Wir haben die Beschwerden in der ersten Phase unserer Transformation bereits um über 75 Prozent gesenkt, die Pünktlichkeit unserer Techniker auf 99 Prozent erhöht und mehr als die Hälfte aller Kundenanliegen lösen wir bereits im ersten Kontakt.
Intre: Soweit die Theorie. Wie sieht das in der Praxis aus? Geht Ihre Formel auf ?
F. Abolhassan: Ja, das tut sie: Wir haben die Beschwerden in der ersten Phase unserer Transformation bereits um über 75 Prozent gesenkt, die Pünktlichkeit unserer Techniker auf 99 Prozent erhöht und mehr als die Hälfte aller Kundenanliegen lösen wir bereits im ersten Kontakt. Das sind messbare Verbesserungen, die unseren Kunden zugutekommen. Aber nicht nur unsere eigenen KPIs (Key Performance Indicators) zeigen, dass unsere Formel aufgeht. Auch unabhängige Experten wie der TÜV und Fachredaktionen wie die connect oder Chip bestätigen uns immer wieder, dass wir schon große Fortschritte gemacht haben. Aber ich sage auch: Bester Service ist kein Sprint, sondern ein Marathon! Wir sind noch nicht am Ziel, für uns zählt jeder Kunde. Darum haben wir Mitte September mit „Re-Invent“ die zweite Phase unserer Transformation eingeläutet. Wir wollen uns mit noch mehr Fachlichkeit, noch größerer Nähe zum Kunden und noch schlankeren Prozessen weiter verbessern.
Intre: In Ihrer Serviceformel kommt der Mensch an erster Stelle. Zufall oder Absicht?
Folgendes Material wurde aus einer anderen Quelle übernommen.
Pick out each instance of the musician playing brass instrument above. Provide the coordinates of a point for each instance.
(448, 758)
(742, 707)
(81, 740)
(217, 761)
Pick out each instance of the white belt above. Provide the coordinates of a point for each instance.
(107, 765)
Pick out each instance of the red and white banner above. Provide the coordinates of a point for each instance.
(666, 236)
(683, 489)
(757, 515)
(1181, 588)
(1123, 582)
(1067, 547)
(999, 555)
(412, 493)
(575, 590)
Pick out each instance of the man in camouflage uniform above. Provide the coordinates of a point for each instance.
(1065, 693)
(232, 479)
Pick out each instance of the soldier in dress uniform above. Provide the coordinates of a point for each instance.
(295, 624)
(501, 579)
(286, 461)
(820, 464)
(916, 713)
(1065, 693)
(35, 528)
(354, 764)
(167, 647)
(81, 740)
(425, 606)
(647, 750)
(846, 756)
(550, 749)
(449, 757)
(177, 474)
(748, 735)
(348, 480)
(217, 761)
F. Abolhassan: Das ist kein Zufall, das haben wir uns wohl überlegt. Denn wie ich eingangs sagte, macht der Mensch im Service den Unterschied. Keine Frage: Digitale Lösungen wie Bots, Apps und Co. sind heute unverzichtbar, um die Erwartungen unserer Kunden an einen schnellen 24/7-Service zu erfüllen und Mengen aus dem System zu nehmen. Aber in den entscheidenden Momenten schaffen nur Menschen wirklich begeisternde Kundenerlebnisse. Sie sind mit Abstand das wichtigste Asset, das wir im Service haben. Darum kommen die Menschen in unserer Formel ganz bewusst an erster Stelle und deswegen stellen wir sie in unserem Bookazine konsequent in den Mittelpunkt.
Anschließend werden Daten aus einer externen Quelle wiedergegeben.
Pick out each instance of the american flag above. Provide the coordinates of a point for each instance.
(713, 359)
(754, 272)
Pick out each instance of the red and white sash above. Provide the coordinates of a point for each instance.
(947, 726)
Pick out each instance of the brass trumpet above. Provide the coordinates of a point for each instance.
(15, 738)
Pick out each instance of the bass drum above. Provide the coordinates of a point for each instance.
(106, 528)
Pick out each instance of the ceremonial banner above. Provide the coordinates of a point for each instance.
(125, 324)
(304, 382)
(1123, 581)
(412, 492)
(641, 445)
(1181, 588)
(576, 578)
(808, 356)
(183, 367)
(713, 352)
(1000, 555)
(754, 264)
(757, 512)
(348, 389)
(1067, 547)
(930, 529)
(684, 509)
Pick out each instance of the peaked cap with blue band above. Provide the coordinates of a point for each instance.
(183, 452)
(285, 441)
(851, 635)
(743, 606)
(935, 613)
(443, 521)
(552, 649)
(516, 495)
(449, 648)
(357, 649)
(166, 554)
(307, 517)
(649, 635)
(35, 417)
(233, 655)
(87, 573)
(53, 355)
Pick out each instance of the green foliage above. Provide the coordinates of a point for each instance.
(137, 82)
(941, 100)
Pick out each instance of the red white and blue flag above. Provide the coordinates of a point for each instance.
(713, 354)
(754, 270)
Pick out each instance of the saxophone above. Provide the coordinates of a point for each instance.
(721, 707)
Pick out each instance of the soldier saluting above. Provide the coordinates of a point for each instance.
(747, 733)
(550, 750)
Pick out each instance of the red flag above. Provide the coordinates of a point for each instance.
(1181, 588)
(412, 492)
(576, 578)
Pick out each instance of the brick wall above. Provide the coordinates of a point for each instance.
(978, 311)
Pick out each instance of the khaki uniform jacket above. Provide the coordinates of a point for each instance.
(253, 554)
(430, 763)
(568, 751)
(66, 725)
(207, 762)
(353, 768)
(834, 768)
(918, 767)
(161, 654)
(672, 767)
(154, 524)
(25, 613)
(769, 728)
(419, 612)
Intre: Ist das das verbindende Element in Ihrem Buch? Ihre Co-Autoren haben ja unterschiedliche Hintergründe und kommen aus diversen Bereichen.
F. Abolhassan: Absolut! Wir haben 16 renommierte Experten eingeladen, die Rolle des Menschen im Service aus ihrer ganz persönlichen Perspektive zu beleuchten. Es freut mich sehr, dass auch Intre-Herausgeber Georg Mack ein Kapitel beigesteuert hat. Danke dafür! Daneben sind unter anderem der amerikanische Service-Guru Shep Hyken, Professor Antonio Krüger, Ceo des Deutschen Forschungszentrums für Künstliche Intelligenz, und mein Ex-Kollege Martin Seiler, inzwischen Personalchef der Deutschen Bahn und gerade erst zum Personaler des Jahres gewählt worden, dabei. Ich finde, unser Buch ist ein spannender Mix aus Meinungen und Formaten geworden. Was aber alle Mitwirkenden eint – trotz ihrer unterschiedlichen Hintergründe und Ansichten – ist die uneingeschränkte Würdigung der Superkraft Mensch. Und das freut mich extrem! Denn die ist aus meiner Sicht viel zu lange vernachlässigt worden.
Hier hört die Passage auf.